I don't think I understand your objection to blinking. If it's highlighted already, why would blinking make it less noticeable? Our peripheral vision is more sensitive to movement than anything else, so blinking would draw the eye towards the error, which is already highlighted.
Your proposal said to blink the offending code once; if the user happens not to see that blink (because they were reading the error message text), they'd miss the visual cue. By contrast, the sustained highlight lasts as long as the mouse is over the text, so it seems like a better design. I don't mind a hybrid approach, of blinking the text a couple of times to draw attention to it, then leave it highlighted if the user doesn't want to react to it immediately.
I'm also happy redesigning the red damage indicators to not look like buttons too much (I picked the arrow-in-a-circle design so that it was legibly an arrow against any background text, and since at the time there was no common UI that used round thingies as buttons...). But Shriram had had specific feedback that if the offending code was off-screen when the user moused over the error message and nothing got highlighted at all in the code window, it looked like a disembodied error message, "whadaya mean, there's a problem; I don't see anything!". So there's definitely a tension there between wanting some indication that the problem is currently off-screen, and not distracting the user too much.
I think you misunderstand - I'm not suggesting you replace the highlight with a blink. That cue remains, no matter what. I'm proposing that we maintain sustained highlighting during mouseover, but blink-on-click. No objections to blinking multiple times. This gives us better visual cues, and a proper separation of behaviors between mouseover and mousedown.

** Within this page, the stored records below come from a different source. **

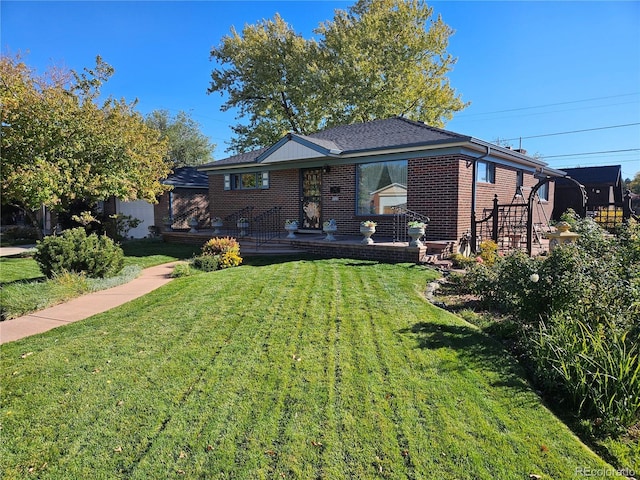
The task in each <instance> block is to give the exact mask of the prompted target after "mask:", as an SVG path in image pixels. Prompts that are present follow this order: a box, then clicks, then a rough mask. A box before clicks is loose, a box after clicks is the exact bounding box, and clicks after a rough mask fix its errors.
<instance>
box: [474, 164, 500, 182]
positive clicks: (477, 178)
mask: <svg viewBox="0 0 640 480" xmlns="http://www.w3.org/2000/svg"><path fill="white" fill-rule="evenodd" d="M476 183H496V164H495V163H493V162H487V161H485V160H478V161H476Z"/></svg>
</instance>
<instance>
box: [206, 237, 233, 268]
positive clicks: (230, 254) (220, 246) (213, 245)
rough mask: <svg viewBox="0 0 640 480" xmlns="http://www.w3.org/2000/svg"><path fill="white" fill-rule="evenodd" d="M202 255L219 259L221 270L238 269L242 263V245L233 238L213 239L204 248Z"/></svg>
mask: <svg viewBox="0 0 640 480" xmlns="http://www.w3.org/2000/svg"><path fill="white" fill-rule="evenodd" d="M202 255H203V256H215V257H217V258H218V265H219V268H229V267H237V266H238V265H240V264H241V263H242V257H241V256H240V244H239V243H238V241H237V240H236V239H235V238H231V237H216V238H212V239H211V240H209V241H208V242H207V243H205V244H204V246H203V247H202Z"/></svg>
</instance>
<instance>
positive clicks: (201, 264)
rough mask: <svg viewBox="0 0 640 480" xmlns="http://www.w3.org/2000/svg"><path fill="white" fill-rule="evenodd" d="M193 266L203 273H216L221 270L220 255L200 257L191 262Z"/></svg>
mask: <svg viewBox="0 0 640 480" xmlns="http://www.w3.org/2000/svg"><path fill="white" fill-rule="evenodd" d="M191 265H192V266H193V267H194V268H197V269H198V270H202V271H203V272H214V271H216V270H218V269H219V268H220V255H200V256H199V257H194V258H193V260H191Z"/></svg>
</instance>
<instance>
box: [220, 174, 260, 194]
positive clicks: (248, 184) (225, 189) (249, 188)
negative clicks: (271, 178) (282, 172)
mask: <svg viewBox="0 0 640 480" xmlns="http://www.w3.org/2000/svg"><path fill="white" fill-rule="evenodd" d="M266 188H269V172H256V173H225V174H224V189H225V190H255V189H266Z"/></svg>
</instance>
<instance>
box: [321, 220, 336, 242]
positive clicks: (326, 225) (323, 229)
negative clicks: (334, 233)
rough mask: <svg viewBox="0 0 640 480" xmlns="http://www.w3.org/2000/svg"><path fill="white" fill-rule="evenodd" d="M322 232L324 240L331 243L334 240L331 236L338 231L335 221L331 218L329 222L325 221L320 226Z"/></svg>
mask: <svg viewBox="0 0 640 480" xmlns="http://www.w3.org/2000/svg"><path fill="white" fill-rule="evenodd" d="M322 230H323V231H324V233H326V234H327V236H326V237H325V238H324V239H325V240H327V241H329V242H333V241H334V240H335V239H336V238H335V237H334V236H333V234H334V233H336V232H337V231H338V225H337V224H336V221H335V220H334V219H333V218H332V219H331V220H327V221H326V222H324V223H323V224H322Z"/></svg>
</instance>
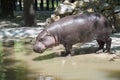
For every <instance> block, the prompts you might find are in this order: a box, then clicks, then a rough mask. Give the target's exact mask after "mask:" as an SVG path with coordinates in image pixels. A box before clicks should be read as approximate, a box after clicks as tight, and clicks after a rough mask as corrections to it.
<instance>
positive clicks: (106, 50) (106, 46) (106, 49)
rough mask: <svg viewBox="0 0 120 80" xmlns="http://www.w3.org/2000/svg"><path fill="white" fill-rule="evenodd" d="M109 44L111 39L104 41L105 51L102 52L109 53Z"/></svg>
mask: <svg viewBox="0 0 120 80" xmlns="http://www.w3.org/2000/svg"><path fill="white" fill-rule="evenodd" d="M111 42H112V39H111V38H108V39H107V40H106V49H105V51H104V52H110V48H111Z"/></svg>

I think it's a common UI metaphor to say that clicking has more impact than hovering. People don't expect the code to move when they mouse over an error, but I think they'll understand if clicking is involved. Honestly, the error should be responsible for telling the user it's out of view. That's where their attention is, and I think it's a lot to ask them to scan all over the window for extra context that's not in the message itself. @shriram , would you be opposed to having the message include something like "show me" for errors that are offscreen?
@schanzer Do you think this is still a problem?
The new error system does the right thing in terms of highlight/hover, IMHO. However, it doesn't auto-scroll to the relevant error on click. @jswrenn , can we scroll the definitions window to the relevant line?
The error highlight clicks scroll on click now.
Emu points out when you mouse over an error, it underlines the text at the same time as it highlights source. The underline is confusing because it makes something look clickable, when it's not really (because nothing new has become clickable than from the mouse-over).